Caching LLM Responses with Redis: Semantic Deduplication and Cost Reduction

Build a semantic LLM response cache using Redis and embedding similarity — catching near-duplicate queries to cut API costs, with cache invalidation strategy and hit rate monitoring.

Caching LLM Responses with Redis: Semantic Deduplication and Cost Reduction

30% of your LLM API calls are near-duplicate questions that get near-identical answers. You're paying for the same tokens three times a day. Semantic caching with Redis cuts that to zero. Your CFO will notice the missing line item before your users notice the 200ms latency improvement. The trick isn't just caching—it's caching intelligently, which means moving beyond naive key-value storage to understanding what users actually mean.

Why Hashing the Prompt Is Like Using a Hammer on a Screw

You've already got Redis sitting there, humming along, caching session data. Your first instinct is straightforward: hash the user's prompt, use it as a Redis key, and store the LLM's response. SET user:query:md5(prompt) response. Done. You run it for a day and see a 2% cache hit rate. Pathetic.

The problem is language. "What's the capital of France?" and "Can you tell me France's capital city?" are semantically identical but lexically different. An MD5 hash is brutally literal—it sees two completely different strings. Your users are rephrasing, adding pleasantries, or making typos, and your cache is shrugging its shoulders while your OpenAI bill climbs.

This is where semantic caching enters. Instead of matching strings, you match meaning. You convert the prompt into a numerical vector (an embedding) that captures its semantic essence. Similar meanings cluster together in vector space. Your cache's job is to find if a new query is "close enough" to a previously answered one.

Finding the Sweet Spot: The Distance Threshold Dance

"Close enough" is the operational nightmare. You generate an embedding for a new query, then compare it to all cached embeddings. The comparison uses a distance metric—cosine similarity is the standard here, where 1 means identical and 0 means orthogonal (unrelated).

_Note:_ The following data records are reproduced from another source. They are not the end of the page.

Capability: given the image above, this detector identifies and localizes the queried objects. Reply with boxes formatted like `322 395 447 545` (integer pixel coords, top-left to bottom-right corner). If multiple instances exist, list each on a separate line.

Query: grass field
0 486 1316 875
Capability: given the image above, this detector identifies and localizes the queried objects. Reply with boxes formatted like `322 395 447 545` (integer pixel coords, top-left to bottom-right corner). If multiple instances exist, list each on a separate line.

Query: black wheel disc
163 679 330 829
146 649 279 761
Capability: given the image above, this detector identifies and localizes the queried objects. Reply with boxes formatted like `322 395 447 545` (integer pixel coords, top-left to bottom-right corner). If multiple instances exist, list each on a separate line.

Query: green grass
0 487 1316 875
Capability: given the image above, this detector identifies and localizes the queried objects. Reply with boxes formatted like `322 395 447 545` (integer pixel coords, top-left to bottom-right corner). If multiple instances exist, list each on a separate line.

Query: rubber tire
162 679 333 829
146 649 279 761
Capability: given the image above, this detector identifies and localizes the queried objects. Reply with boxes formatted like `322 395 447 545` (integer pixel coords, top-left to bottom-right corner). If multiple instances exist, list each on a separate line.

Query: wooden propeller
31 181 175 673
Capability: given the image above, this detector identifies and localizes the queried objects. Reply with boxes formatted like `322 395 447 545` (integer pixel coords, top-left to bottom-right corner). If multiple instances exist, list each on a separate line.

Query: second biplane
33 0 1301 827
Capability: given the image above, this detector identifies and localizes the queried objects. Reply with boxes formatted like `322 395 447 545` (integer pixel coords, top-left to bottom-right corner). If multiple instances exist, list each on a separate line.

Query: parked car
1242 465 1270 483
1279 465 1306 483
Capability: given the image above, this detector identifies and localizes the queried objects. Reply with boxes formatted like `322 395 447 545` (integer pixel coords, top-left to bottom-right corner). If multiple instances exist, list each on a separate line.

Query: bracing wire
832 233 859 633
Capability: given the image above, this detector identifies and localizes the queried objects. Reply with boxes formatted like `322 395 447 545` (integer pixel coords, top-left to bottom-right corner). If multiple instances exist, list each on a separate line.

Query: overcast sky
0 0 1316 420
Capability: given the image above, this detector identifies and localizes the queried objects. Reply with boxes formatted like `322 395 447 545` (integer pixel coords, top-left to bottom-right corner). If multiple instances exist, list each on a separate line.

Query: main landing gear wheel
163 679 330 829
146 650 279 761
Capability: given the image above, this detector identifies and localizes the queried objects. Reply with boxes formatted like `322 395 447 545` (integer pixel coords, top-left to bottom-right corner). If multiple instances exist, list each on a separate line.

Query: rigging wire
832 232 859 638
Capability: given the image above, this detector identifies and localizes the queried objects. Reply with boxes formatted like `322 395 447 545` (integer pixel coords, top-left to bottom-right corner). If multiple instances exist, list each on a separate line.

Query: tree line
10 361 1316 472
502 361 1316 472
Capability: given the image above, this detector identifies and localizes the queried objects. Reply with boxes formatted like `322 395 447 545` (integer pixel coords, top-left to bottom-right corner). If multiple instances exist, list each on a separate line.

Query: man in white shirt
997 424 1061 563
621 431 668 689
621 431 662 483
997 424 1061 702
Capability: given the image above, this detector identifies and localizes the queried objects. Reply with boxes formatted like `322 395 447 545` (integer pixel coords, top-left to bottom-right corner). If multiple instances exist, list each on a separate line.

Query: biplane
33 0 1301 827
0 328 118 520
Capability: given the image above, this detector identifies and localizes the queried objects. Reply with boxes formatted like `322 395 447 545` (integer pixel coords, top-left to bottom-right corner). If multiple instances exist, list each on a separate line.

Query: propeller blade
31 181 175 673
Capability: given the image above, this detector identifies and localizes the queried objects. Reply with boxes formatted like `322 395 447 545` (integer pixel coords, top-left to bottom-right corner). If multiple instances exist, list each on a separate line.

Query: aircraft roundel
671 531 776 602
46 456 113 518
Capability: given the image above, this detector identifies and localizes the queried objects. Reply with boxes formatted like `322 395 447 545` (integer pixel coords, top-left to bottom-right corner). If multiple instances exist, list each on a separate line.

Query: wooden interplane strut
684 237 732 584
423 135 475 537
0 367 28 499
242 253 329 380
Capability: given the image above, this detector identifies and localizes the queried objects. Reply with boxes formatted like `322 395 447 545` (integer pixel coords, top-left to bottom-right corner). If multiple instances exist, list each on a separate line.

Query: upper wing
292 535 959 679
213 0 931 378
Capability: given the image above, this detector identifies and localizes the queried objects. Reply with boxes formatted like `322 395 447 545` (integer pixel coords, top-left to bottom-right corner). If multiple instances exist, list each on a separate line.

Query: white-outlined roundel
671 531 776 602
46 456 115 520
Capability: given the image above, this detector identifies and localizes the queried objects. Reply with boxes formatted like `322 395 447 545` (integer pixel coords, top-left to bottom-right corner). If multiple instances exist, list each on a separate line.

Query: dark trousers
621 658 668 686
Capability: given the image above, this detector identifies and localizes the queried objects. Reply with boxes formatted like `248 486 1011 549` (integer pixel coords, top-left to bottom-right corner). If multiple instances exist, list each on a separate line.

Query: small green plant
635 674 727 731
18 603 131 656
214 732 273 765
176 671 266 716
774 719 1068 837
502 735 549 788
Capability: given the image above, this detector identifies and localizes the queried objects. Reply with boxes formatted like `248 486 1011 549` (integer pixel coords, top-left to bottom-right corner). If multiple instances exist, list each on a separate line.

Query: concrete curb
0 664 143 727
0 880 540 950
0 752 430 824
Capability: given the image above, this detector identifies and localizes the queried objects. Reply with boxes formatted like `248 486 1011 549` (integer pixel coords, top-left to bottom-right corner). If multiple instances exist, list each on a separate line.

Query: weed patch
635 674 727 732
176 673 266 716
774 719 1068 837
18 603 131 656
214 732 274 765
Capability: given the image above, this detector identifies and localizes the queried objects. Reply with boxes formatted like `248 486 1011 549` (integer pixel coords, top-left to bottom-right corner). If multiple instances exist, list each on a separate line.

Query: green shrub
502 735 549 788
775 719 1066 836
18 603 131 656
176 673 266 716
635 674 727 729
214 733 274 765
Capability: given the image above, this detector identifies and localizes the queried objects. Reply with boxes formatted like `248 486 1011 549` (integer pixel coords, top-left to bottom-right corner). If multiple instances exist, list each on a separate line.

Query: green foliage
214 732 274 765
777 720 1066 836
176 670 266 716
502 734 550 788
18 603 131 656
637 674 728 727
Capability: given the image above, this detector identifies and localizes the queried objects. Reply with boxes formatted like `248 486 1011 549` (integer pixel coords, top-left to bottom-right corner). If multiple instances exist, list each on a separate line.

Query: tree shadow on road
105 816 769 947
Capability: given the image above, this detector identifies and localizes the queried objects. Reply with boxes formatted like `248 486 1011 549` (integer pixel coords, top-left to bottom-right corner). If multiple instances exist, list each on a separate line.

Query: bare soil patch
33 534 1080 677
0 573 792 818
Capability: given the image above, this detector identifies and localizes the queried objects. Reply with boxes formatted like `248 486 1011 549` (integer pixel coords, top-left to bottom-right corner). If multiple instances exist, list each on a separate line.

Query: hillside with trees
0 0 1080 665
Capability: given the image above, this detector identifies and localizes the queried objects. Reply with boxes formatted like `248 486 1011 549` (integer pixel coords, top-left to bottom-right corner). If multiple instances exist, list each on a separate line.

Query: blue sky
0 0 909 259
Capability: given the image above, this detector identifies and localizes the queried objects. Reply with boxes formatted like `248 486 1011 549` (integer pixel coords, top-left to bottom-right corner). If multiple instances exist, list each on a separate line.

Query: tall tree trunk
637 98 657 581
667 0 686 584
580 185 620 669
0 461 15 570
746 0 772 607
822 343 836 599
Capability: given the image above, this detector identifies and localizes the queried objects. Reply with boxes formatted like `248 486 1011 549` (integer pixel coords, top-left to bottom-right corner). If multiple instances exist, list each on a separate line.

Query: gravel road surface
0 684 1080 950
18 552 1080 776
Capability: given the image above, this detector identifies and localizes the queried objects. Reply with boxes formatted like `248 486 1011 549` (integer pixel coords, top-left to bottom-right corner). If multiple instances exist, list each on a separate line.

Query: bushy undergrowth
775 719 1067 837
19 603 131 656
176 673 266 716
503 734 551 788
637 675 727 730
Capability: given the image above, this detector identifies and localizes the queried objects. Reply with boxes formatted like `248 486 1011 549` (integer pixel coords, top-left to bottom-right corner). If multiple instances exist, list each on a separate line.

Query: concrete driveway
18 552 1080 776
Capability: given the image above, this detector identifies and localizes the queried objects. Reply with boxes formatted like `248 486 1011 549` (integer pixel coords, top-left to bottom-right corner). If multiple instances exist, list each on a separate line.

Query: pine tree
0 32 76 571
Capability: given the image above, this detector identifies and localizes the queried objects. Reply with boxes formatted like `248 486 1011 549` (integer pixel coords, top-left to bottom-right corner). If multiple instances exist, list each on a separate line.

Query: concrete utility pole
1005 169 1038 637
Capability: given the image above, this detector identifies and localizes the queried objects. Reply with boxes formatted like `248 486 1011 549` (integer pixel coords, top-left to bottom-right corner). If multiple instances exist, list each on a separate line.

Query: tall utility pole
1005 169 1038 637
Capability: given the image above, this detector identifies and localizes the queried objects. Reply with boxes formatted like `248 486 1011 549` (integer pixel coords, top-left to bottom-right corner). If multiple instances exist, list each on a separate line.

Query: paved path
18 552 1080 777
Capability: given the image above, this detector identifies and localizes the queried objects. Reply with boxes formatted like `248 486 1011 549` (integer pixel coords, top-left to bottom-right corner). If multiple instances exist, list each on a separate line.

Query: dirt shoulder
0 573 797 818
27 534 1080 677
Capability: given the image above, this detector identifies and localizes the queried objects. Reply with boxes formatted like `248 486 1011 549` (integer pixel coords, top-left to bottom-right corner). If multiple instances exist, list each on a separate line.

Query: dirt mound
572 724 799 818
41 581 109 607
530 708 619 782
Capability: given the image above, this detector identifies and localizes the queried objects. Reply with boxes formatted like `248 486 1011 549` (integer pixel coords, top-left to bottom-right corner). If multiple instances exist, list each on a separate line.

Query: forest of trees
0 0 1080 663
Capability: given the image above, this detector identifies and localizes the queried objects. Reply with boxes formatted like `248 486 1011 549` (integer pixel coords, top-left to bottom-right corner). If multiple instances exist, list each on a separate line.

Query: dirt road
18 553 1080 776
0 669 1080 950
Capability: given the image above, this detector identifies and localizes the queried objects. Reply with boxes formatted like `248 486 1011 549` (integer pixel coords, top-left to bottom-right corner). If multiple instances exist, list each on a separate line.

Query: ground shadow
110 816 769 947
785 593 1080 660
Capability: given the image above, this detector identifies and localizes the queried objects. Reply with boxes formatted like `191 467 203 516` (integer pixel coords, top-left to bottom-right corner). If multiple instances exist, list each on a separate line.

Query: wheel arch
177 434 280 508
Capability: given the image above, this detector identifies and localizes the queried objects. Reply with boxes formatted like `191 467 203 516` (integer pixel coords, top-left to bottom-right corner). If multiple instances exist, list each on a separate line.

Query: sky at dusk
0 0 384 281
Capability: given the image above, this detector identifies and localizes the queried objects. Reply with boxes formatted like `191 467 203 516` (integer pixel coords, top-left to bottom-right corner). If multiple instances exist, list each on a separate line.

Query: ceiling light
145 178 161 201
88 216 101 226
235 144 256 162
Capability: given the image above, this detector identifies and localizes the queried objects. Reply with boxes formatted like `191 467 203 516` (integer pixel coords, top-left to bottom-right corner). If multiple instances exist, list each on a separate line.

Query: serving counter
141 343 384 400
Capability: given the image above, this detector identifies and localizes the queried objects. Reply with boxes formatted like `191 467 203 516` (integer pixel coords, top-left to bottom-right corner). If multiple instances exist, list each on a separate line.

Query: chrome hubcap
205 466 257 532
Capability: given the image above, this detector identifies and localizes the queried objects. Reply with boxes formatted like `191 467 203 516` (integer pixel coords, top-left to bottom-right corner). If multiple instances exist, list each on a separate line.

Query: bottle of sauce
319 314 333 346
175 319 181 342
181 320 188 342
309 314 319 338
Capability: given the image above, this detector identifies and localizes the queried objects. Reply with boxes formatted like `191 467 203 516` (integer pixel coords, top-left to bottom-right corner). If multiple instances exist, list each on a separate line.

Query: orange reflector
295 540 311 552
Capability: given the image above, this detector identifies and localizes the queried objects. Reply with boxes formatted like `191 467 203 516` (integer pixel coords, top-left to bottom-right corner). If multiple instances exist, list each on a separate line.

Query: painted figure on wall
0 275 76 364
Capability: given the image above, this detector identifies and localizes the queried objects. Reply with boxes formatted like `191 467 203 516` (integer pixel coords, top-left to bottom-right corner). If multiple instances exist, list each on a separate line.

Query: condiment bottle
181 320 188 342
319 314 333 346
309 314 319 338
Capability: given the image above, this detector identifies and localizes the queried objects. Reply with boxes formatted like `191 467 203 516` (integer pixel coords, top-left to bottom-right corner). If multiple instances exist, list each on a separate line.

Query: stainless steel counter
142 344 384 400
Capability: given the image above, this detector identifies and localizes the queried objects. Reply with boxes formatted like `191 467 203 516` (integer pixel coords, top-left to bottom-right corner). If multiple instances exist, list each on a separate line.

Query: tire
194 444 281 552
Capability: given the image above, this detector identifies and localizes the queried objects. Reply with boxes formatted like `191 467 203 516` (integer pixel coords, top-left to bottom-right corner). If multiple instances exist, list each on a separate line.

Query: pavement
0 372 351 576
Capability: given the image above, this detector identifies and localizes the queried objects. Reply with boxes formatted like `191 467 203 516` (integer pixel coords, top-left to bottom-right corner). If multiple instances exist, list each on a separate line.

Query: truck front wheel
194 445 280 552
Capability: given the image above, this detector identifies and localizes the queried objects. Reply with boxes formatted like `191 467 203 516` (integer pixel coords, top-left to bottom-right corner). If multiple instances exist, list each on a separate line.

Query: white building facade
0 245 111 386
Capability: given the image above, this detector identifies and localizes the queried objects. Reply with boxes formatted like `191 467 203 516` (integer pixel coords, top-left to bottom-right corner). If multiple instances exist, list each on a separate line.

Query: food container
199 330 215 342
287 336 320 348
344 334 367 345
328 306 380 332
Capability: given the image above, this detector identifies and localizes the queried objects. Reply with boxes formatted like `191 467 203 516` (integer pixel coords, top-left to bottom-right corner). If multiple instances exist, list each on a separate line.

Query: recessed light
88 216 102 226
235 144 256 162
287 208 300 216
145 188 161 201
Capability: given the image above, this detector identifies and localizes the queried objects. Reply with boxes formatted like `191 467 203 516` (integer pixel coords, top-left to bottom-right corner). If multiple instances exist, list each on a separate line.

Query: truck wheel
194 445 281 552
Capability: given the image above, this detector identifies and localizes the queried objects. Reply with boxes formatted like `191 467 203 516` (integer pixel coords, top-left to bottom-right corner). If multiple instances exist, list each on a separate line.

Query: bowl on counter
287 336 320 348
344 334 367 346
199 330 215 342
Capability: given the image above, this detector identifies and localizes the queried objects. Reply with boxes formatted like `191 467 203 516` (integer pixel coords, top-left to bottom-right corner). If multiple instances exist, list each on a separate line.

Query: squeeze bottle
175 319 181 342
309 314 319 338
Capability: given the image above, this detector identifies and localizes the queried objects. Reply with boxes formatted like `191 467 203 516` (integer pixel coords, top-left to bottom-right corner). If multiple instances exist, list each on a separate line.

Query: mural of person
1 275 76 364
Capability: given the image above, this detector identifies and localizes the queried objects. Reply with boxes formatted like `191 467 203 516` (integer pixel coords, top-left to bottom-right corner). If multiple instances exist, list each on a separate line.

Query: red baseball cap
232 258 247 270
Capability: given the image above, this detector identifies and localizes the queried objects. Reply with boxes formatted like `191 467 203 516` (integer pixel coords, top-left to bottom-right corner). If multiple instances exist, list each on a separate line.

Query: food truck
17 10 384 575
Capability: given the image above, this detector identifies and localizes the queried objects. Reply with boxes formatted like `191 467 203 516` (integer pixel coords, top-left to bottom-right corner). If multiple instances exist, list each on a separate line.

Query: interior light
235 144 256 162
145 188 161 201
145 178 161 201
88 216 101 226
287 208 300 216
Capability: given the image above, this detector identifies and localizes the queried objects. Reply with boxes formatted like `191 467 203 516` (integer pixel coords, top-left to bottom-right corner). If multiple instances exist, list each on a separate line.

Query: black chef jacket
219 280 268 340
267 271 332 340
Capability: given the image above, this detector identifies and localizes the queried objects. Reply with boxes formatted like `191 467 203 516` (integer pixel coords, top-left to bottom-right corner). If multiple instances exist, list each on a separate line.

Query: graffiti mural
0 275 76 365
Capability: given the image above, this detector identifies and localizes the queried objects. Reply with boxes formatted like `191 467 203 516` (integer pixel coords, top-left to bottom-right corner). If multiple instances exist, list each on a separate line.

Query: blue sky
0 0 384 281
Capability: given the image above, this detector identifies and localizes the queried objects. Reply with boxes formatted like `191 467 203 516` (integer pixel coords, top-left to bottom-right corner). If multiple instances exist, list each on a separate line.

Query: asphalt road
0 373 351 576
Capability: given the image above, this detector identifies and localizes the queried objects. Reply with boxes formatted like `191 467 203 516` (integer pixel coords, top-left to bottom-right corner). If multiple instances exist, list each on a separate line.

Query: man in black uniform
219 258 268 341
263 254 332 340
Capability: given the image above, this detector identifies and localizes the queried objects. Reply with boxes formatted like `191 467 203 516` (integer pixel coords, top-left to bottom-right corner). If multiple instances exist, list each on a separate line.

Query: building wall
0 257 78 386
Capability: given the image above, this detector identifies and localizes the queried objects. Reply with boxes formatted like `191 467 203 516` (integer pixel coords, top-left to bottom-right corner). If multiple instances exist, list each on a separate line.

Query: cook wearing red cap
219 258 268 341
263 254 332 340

Set your similarity threshold too high (e.g., 0.95), and you'll only catch verbatim repeats. Too low (e.g., 0.7), and you'll start returning the answer for "How do I bake a cake?" to the query "How do I fix my car?" because, hey, both involve following steps. Disaster.

Through grisly trial and error on production traffic, a threshold of 0.88-0.92 on cosine similarity tends to work for general Q&A. For a code-generation assistant, you might crank it to 0.93-0.95 because a subtly different requirement should yield a different function. You'll need to A/B test this with your own data. The goal is to maximize cache hits without triggering user complaints about "generic" or "off-topic" answers.

Here's the core of the check, using sentence-transformers for embeddings and redis-py for the vector search (assuming Redis Stack with RediSearch module):

from sentence_transformers import SentenceTransformer
import redis
import numpy as np


model = SentenceTransformer('all-MiniLM-L6-v2') # Lightweight, good enough
redis_client = redis.Redis(host='localhost', port=6379, decode_responses=True)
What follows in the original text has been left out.